Then we began collecting surplus PCs to create the Stone SouperComputer.
The strategy behind parallel computing
is "divide and conquer." A parallel-processing system divides a complex
problem into smaller component tasks. The tasks are then assigned
to the system's nodes--for example, the PCs in a Beowulf cluster--which
tackle the components simultaneously. The efficiency of parallel processing
depends largely on the nature of the problem. An important consideration
is how often the nodes must communicate to coordinate their work and
to share intermediate results. Some problems must be divided into
myriad minuscule tasks; because these fine-grained problems require
frequent internode communication, they are not well suited for parallel
processing. Coarse-grained problems, in contrast, can be divided into
relatively large chunks. These problems do not require much communication
among the nodes and therefore can be solved very quickly by parallel-processing
Anyone building a Beowulf cluster must make
several decisions in designing the system. To connect the PCs, researchers
can use either standard Ethernet networks or faster, specialized networks,
such as Myrinet. Our lack of a budget dictated that we use Ethernet,
which is free. We chose one PC to be the front-end node of the cluster
and installed two Ethernet cards into the machine. One card was for
communicating with outside users, and the other was for talking with
the rest of the nodes, which would be linked in their own private
network. The PCs coordinate their tasks by sending messages to one
another. The two most popular message-passing libraries are message-passing
interface (MPI) and parallel virtual machine (PVM), which are
both available at no cost on the Internet. We use both systems in
the Stone SouperComputer.
Many Beowulf clusters are homogeneous,
with all the PCs containing identical components and microprocessors.
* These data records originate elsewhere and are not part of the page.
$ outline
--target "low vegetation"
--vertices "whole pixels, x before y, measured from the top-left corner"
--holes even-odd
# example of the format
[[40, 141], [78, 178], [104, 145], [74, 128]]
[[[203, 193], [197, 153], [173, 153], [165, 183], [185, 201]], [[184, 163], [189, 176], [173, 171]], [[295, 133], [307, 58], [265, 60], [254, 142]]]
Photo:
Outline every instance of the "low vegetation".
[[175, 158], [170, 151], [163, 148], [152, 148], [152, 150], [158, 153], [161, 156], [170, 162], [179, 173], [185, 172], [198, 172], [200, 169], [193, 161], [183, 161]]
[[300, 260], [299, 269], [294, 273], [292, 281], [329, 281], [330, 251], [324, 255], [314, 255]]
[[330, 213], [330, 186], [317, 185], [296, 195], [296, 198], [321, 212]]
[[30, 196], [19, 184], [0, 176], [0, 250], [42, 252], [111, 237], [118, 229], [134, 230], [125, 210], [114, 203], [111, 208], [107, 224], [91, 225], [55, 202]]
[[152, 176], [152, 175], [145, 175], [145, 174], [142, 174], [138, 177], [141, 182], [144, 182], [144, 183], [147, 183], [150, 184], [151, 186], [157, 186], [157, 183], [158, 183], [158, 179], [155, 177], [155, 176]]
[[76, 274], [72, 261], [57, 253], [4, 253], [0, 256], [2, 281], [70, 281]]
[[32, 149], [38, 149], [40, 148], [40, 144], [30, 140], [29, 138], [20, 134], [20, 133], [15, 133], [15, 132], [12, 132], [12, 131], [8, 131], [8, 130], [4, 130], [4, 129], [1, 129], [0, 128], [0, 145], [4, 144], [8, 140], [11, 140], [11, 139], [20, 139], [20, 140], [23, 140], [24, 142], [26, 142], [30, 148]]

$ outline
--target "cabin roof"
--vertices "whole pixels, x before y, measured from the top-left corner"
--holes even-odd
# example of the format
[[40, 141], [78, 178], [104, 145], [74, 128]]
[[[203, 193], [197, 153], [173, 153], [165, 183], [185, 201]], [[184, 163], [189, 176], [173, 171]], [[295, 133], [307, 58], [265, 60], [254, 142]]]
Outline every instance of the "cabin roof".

This uniformity simplifies the management and use of the cluster but
is not an absolute requirement. Our Stone SouperComputer would
have a mix of processor types and speeds because we intended to use
whatever surplus equipment we could find. We began with PCs containing
Intel 486 processors but later added only Pentium-based machines
with at least 32 megabytes of RAM and 200 megabytes of hard-disk
It was rare that machines met our minimum
criteria on arrival; usually we had to combine the best components
from several PCs. We set up the digital equivalent of an automobile
thief's chop shop for converting surplus computers into nodes for
our cluster. Whenever we opened a machine, we felt the same anticipation
that a child feels when opening a birthday present: Would the computer
have a big disk, lots of memory or (best of all) an upgraded motherboard
donated to us by accident? Often all we found was a tired old veteran
with a fan choked with dust.
Our room at Oak Ridge turned into
a morgue filled with the picked-over carcasses of dead PCs. Once we
opened a machine, we recorded its contents on a "toe tag" to facilitate
the extraction of its parts later on. We developed favorite and least
favorite brands, models and cases and became adept at thwarting passwords
left by previous owners. On average, we had to collect and process
about five PCs to make one good node.
As each new node joined the cluster, we loaded
the Linux operating system onto the machine. We soon figured
out how to eliminate the need to install a keyboard or monitor for
each node. We created mobile "crash carts" that could be wheeled over
and plugged into an ailing node to determine what was wrong with it.
Eventually someone who wanted space in our room bought us shelves
to consolidate our collection of hardware. The Stone SouperComputer
ran its first code in early 1997, and by May 2001 it contained 133
nodes, including 75 PCs with Intel 486 microprocessors, 53 faster
Pentium-based machines and five still faster Alpha workstations,
made by Compaq.
Upgrades to the Stone SouperComputer are
straightforward: we replace the slowest nodes first. Each node runs
a simple speed test every hour as part of the cluster's routine housekeeping
tasks. The ranking of the nodes by speed helps us to fine-tune our
cluster. Unlike commercial machines, the performance of the Stone
SouperComputer continually improves, because we have an endless
supply of free upgrades.
|COMPUTING CLUSTER at the American
Museum of Natural History in New York City contains 560 Pentium
III microprocessors. Researchers use the system to study evolution
and star formation.
Parallel programming requires skill and creativity
and may be more challenging than assembling the hardware of a Beowulf
system. The most common model for programming Beowulf clusters is
a master-slave arrangement. In this model, one node acts as the master,
directing the computations performed by one or more tiers of slave
nodes. We run the same software on all the machines in the Stone SouperComputer,
with separate sections of code devoted to the master and slave nodes.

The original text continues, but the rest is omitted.